(Glue-2408) Automated Data Split Based on the Combination of Characteristic Values

This partitioning logic splits the source data automatically based on selected InfoProvider characteristics. This data split allows you to extract all the InfoProvider data in smaller portions and therefore avoid memory overflow issues. This data split is relevant only for ListCube Fetchers.

The data split occurs on two levels:

Initial split during the generation of Mass Execution tasks. The values of a characteristic with the highest cardinality are equally split into N ranges in combination with values from other characteristics marked in the automated data split screen, where N is the Number of portions parameter defined configuration screen:

Secondary split in a ListCube Fetcher during the extraction.
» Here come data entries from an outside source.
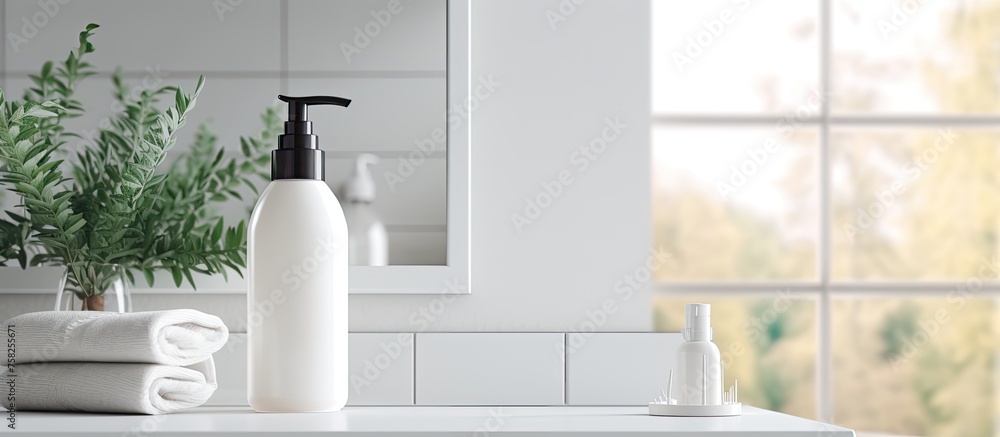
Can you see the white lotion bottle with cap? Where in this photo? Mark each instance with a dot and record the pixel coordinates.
(297, 278)
(369, 242)
(699, 364)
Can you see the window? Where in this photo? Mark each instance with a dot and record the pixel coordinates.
(825, 173)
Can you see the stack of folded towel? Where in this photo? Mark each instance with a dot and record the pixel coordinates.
(148, 362)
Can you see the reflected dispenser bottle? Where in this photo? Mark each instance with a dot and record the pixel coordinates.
(369, 242)
(699, 364)
(297, 274)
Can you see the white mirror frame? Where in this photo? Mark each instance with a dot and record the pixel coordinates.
(453, 278)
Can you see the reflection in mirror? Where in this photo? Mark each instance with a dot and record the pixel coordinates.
(386, 155)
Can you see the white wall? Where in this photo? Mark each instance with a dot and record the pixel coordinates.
(558, 85)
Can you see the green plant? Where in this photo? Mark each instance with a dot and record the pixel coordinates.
(114, 207)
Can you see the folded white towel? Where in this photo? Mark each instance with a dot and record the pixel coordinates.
(174, 337)
(111, 387)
Once the next data package is requested, the fetcher will split the selection into the smallest portions and sequentially retrieve data from the InfoProvider with those selections until the package size is reached.

Example 1: Automated split based on one characteristic:

In the Mass Execution, we have selected one characteristic for the automated data split - 0CALDAY (calendar day) and defined the Number of portions parameter.
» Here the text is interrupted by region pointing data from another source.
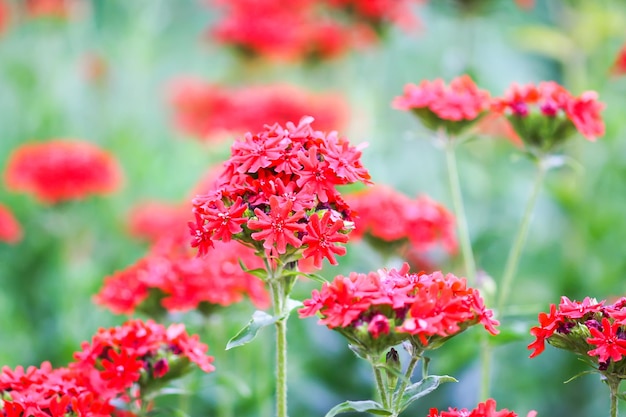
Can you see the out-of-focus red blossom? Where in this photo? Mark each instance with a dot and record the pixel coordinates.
(183, 280)
(104, 373)
(208, 111)
(484, 409)
(525, 4)
(61, 170)
(10, 229)
(5, 16)
(273, 185)
(384, 213)
(496, 125)
(619, 67)
(384, 308)
(438, 105)
(522, 104)
(152, 220)
(317, 29)
(61, 9)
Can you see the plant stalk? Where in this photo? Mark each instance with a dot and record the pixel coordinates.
(459, 210)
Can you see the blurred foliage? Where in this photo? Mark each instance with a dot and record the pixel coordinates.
(575, 247)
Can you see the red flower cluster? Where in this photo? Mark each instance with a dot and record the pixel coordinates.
(181, 281)
(278, 194)
(317, 29)
(588, 328)
(452, 107)
(5, 16)
(207, 110)
(10, 229)
(385, 214)
(546, 114)
(619, 67)
(383, 308)
(119, 361)
(62, 170)
(486, 409)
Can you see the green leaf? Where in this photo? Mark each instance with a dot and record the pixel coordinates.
(259, 320)
(371, 407)
(423, 388)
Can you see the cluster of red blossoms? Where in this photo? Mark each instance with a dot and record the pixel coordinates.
(61, 170)
(118, 365)
(277, 194)
(317, 29)
(207, 111)
(619, 67)
(543, 116)
(170, 277)
(10, 229)
(388, 215)
(588, 328)
(381, 309)
(486, 409)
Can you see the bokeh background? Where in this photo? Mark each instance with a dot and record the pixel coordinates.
(101, 73)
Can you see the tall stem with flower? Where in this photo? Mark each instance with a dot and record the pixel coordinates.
(277, 195)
If the configuration screen is set, we can execute the extraction:

We have created ten tasks (Number of portions) and the maximum number of parallel jobs is three (this is a parameter defined in the extraction process parameter Maximum number of jobs).

In the monitor, we can see ten background jobs in the selection, we can see how data was divided based on 0CALDAY (calendar day).

The first portion starts on 01.01.2005, which is the lowest value found and the last portion is on 03.03.2006.

The second portion starts where the first portion ends and so on.

Example 2: Automated split based on two characteristics:

This use case works similarly to when we split according to one characteristic, but only the characteristic with the highest cardinality will be split.

Navigational attributes are not supported.

Do not use the same field in the selection filter and in the split.